Study Commissioned by County of Santa Clara Finds Increased Lead Levels in Children Living Near Reid-Hillview Airport

Comprehensive and controlled study reviewed 10 years of data; findings include that blood lead level increases in children downwind from the site are similar to those seen in the Flint, Michigan, Water Crisis

​​SANTA CLARA COUNTY, CALIF.— A study commissioned by the County of Santa Clara on lead exposure risks for children living in the area around Reid-Hillview Airport in East San José found that the continued use of leaded aviation fuel has contributed to increased blood lead levels, particularly for those within a half-mile of the facility.

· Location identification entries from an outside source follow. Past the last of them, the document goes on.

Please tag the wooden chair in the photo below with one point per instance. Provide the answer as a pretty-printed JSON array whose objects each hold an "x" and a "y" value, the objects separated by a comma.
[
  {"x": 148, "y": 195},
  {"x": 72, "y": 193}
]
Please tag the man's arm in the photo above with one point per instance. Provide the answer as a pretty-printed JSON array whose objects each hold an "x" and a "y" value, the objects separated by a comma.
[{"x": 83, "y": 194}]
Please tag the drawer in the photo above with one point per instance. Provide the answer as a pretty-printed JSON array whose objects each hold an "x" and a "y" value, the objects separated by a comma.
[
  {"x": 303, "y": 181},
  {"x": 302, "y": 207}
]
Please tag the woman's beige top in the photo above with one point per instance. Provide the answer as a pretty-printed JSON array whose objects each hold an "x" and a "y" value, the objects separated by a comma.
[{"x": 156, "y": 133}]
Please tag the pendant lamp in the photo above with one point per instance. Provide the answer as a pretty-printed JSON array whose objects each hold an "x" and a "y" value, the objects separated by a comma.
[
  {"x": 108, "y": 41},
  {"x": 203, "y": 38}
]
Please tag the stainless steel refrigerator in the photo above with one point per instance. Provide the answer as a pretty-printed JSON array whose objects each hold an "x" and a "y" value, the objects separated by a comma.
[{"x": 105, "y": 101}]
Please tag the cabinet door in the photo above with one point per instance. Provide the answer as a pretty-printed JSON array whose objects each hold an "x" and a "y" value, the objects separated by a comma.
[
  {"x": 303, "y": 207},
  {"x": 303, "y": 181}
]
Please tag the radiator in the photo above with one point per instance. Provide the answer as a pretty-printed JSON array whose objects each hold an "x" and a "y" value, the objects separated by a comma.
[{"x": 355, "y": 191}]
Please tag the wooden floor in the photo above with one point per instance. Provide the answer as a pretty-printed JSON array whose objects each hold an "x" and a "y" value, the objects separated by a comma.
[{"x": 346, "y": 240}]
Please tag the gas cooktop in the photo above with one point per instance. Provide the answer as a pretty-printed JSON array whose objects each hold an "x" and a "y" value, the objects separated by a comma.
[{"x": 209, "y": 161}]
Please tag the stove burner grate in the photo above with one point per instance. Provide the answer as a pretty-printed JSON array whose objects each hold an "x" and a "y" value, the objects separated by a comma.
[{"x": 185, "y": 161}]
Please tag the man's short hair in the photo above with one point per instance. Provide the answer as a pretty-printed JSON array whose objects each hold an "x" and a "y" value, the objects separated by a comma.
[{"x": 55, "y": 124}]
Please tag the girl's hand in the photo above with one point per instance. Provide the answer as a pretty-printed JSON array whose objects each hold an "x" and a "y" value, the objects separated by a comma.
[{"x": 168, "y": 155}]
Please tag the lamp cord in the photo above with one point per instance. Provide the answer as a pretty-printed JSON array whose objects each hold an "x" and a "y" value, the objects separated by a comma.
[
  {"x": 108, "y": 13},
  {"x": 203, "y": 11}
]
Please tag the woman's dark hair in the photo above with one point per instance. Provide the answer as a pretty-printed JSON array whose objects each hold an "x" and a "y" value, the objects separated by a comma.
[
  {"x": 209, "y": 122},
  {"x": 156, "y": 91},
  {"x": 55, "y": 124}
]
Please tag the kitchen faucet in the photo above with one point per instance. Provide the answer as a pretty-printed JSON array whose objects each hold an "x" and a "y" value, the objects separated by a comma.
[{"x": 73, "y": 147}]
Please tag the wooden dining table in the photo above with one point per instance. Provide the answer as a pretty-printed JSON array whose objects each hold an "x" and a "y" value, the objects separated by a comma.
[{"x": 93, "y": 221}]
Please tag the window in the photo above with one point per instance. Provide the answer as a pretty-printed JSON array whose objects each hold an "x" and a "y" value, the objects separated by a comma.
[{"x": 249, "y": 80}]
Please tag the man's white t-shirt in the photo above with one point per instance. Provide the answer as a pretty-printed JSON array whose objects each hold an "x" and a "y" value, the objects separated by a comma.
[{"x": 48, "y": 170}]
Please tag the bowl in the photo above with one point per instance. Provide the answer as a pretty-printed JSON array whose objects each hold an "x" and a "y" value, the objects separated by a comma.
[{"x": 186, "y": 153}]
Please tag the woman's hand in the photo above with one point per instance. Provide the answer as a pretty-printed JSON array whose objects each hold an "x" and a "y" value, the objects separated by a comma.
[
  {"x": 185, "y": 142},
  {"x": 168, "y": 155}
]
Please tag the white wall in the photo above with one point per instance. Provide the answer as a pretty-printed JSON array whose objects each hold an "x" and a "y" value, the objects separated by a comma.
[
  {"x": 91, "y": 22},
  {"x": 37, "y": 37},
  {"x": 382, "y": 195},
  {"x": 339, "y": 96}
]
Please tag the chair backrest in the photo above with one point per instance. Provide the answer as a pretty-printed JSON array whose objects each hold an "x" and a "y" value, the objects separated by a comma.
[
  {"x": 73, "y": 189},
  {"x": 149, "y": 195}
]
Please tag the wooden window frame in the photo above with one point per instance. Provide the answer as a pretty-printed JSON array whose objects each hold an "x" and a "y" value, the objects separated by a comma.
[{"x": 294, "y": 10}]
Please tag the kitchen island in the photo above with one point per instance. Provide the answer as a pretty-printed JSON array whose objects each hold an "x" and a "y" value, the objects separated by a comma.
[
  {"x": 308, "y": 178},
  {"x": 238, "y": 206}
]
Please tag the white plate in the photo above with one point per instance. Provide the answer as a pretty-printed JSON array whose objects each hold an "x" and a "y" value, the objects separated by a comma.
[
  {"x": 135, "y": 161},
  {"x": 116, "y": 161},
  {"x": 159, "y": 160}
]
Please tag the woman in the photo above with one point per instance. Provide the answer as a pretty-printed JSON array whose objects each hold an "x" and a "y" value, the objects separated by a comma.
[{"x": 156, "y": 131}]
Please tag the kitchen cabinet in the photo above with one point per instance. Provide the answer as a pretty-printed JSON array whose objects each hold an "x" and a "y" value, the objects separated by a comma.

The peer-reviewed study found that children living downwind from the airport had higher blood lead levels, with increases of .40 micrograms per deciliter, over children living upwind from the airport. For context, lead levels detected during the peak of the Flint Water Crisis were between .35 and .45 micrograms per deciliter over baseline.

The study also examined levels during times of maximum exposure to air traffic for children within a half-mile of the airport and estimated an increase of .83 micrograms per deciliter at peak times – significantly higher than the levels seen in Flint.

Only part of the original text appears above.